This has included warning the White House against intervening too closely with central bank policy, and raising questions about some aspects of tariff policy. And this is where the hedge fund billionaire has raised further questions this week, making it clear he doesn’t believe preferential treatment should be showed to America’s biggest businesses.
The revolving door of Magnificent Seven CEOs coming through the White House is perhaps to be expected with a businessman in the Oval Office, but Griffin warned potential preferential treatment of certain companies shouldn’t be encouraged.
Griffin added he had “nothing against Tim Cook,” explaining: “Tim Cook’s doing what he as CEO should do vis-à-vis his shareholders, but when the state becomes involved in picking winners and losers, there’s only one way this game ends. All of us lose.”
There’s also the question of how future administrations might view businesses that have become so deeply entrenched with the Trump team. Would a future Democratic president, for example, seek to right-size a business that they felt was given preferential treatment in the past?

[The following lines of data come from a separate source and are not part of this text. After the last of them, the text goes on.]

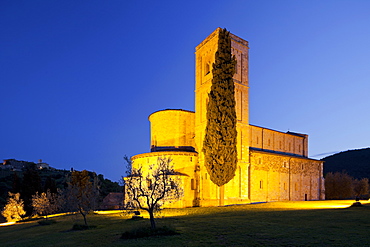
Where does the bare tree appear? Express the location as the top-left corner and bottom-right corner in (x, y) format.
(124, 156), (183, 229)
(2, 192), (26, 222)
(353, 178), (369, 200)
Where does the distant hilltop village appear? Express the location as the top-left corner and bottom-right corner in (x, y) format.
(128, 28), (325, 208)
(1, 159), (54, 171)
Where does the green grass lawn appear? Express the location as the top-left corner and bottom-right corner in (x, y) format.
(1, 200), (370, 246)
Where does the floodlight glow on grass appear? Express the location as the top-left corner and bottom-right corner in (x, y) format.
(94, 210), (123, 215)
(0, 222), (16, 227)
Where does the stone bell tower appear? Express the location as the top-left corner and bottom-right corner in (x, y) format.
(194, 28), (251, 205)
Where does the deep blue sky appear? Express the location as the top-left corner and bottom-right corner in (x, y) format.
(2, 1), (370, 182)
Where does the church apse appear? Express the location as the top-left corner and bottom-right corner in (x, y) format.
(149, 109), (195, 153)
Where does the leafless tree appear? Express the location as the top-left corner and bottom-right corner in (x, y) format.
(353, 178), (369, 200)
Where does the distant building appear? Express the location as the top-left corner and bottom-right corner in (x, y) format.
(100, 193), (124, 210)
(1, 159), (54, 171)
(2, 159), (29, 171)
(36, 159), (53, 170)
(126, 28), (325, 208)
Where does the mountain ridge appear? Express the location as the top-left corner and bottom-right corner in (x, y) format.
(322, 147), (370, 179)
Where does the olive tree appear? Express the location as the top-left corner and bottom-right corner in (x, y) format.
(32, 189), (60, 218)
(124, 156), (183, 229)
(2, 192), (26, 222)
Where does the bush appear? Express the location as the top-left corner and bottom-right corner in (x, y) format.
(126, 215), (144, 221)
(121, 226), (179, 239)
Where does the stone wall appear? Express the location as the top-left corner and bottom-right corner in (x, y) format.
(249, 150), (324, 202)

“Now you’re going to end up in—if you’re out of favor with the next administration—what will they ask you to pay to do business abroad?” Griffin asked. “With each administration are you going to find corporate America having to cut new deals with a new administration about their terms and business dealings abroad?”
And while business booming for some of the biggest companies in the U.S. can mean good things for the man on the street—more jobs in a weakening labor market being one of them—Griffin was careful to frame the conversation of tariffs around equity.
He said: “We are bringing in money, remember … In some senses it’s a national sales tax, and the incidence of tax is therefore disproportionately high on lower-class and middle-class America. Keep that in mind, this tax is paid for disproportionately as a percentage of household income by those who can least afford to pay it.”